Donna Armstrong

Personal information
- Full name: Donna Karen Armstrong
- Born: Belfast, Northern Ireland
- Batting: Right-handed
- Bowling: Right-arm slow
- Relations: Lloyd Armstrong (father)

International information
- National side: Ireland (1983–1991);
- ODI debut (cap 1): 28 June 1987 v Australia
- Last ODI: 19 July 1991 v Netherlands
- Source: CricketArchive, 1 September 2016

= Donna Armstrong =

Irish cricketer

Donna Karen Armstrong is a former Irish international cricketer who represented the Irish national team between 1983 and 1991. She played as a right-handed middle-order batsman.

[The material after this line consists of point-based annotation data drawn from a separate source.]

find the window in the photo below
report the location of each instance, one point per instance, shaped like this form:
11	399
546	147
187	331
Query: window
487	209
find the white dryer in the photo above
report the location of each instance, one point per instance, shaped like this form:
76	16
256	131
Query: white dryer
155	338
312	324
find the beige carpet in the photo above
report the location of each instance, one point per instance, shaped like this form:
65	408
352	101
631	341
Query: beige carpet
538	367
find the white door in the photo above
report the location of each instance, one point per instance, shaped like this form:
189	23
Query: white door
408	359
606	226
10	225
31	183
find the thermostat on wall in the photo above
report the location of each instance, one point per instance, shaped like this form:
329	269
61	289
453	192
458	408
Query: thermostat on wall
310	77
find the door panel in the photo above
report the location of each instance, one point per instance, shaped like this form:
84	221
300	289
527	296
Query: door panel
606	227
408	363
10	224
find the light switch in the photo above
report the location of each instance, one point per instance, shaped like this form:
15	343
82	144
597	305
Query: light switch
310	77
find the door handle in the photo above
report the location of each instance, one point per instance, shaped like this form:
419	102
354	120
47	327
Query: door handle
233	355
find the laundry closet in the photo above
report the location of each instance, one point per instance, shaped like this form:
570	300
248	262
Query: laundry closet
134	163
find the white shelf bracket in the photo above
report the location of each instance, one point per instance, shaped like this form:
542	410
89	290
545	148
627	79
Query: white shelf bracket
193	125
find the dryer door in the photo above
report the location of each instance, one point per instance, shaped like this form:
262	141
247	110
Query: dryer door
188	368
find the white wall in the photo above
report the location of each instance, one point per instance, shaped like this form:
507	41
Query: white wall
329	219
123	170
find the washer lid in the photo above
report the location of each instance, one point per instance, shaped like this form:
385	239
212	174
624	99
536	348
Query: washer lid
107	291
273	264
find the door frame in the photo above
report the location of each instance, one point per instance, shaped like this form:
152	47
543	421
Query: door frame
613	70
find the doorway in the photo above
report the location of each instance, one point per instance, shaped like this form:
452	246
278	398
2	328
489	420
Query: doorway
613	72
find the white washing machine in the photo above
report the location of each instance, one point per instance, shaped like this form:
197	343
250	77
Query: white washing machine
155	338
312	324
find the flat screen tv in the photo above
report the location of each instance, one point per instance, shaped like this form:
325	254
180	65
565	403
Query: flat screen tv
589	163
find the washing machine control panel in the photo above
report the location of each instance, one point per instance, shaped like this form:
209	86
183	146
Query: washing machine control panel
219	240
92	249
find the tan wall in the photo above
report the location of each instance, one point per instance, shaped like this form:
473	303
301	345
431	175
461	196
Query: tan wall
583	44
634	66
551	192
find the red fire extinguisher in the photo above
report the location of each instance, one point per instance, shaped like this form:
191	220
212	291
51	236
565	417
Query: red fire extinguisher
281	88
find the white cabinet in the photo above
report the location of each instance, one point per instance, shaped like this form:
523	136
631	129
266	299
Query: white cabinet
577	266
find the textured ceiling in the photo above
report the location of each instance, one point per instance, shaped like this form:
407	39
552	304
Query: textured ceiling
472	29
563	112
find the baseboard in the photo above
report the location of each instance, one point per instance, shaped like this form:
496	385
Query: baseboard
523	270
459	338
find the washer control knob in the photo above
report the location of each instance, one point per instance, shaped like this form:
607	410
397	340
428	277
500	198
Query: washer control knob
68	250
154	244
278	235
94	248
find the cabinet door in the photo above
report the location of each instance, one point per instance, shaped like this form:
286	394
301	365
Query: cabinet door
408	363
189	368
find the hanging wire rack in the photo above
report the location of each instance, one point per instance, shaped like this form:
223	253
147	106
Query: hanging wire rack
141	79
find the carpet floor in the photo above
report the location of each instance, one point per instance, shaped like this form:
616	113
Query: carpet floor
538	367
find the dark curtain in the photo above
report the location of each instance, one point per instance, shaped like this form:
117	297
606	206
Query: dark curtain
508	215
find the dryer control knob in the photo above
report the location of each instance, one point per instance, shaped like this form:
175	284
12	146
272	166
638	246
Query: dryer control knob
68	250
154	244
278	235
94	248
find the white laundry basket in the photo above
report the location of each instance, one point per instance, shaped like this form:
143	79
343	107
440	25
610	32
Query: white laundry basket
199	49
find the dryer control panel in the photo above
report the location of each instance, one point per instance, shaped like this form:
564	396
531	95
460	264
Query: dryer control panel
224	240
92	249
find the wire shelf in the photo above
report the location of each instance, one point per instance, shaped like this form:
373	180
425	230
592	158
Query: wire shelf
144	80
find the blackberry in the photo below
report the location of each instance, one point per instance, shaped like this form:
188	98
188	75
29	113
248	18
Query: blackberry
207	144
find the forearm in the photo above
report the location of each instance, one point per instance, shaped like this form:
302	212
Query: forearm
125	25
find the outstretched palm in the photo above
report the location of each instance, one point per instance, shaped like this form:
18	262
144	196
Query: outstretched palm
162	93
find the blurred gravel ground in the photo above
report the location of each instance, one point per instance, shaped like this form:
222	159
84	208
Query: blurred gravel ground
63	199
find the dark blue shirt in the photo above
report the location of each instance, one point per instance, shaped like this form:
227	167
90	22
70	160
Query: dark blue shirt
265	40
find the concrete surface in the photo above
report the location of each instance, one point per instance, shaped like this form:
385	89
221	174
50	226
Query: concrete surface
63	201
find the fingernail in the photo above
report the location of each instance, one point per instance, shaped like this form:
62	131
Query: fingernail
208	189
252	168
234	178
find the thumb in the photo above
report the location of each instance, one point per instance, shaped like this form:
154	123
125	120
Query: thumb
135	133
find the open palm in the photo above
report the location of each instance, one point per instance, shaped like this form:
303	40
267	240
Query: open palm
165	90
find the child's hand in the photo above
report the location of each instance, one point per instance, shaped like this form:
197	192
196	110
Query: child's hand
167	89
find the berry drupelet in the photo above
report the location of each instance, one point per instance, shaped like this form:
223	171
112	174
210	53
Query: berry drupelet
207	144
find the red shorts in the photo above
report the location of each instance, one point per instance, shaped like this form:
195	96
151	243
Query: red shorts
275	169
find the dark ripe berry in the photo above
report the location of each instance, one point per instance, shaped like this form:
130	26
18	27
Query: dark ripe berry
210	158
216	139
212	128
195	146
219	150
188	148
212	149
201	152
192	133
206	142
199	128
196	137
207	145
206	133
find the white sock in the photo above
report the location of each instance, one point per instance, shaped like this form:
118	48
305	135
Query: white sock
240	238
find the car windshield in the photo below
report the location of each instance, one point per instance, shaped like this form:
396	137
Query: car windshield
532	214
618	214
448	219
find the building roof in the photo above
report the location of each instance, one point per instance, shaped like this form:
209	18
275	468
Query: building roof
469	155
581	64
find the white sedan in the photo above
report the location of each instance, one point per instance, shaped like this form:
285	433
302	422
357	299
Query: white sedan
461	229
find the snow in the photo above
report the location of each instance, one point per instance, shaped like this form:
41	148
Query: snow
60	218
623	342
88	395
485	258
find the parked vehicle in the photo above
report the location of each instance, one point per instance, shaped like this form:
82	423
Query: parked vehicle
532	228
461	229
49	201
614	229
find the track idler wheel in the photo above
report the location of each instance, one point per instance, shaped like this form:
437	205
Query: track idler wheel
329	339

Armstrong was born in Belfast, Northern Ireland, and attended Down High School in Downpatrick. Her father, Lloyd Armstrong, played first-class cricket for Ireland in the 1940s and 1950s. Armstrong made her international debut at the 1983 Centenary Tournament in the Netherlands, playing against the Netherlands and Denmark. Her One Day International (ODI) debut came against Australia in June 1987, in Ireland's first ODI series. The following year, Armstrong was selected for the 1988 World Cup in Australia. She appeared in six of Ireland's nine matches, but scored just 33 runs (with a highest score of 21 not out against the Netherlands). Armstrong finished her international career after the 1991 European Championship in the Netherlands. She played 20 ODIs in total, scoring 118 runs with a batting average of just 6.94. Her highest score was 24, made against England at the 1990 European Cup. At the time of her last ODI, Armstrong was 42 years and 154 days old, making her one of the oldest to have played at that level (and the oldest for Ireland).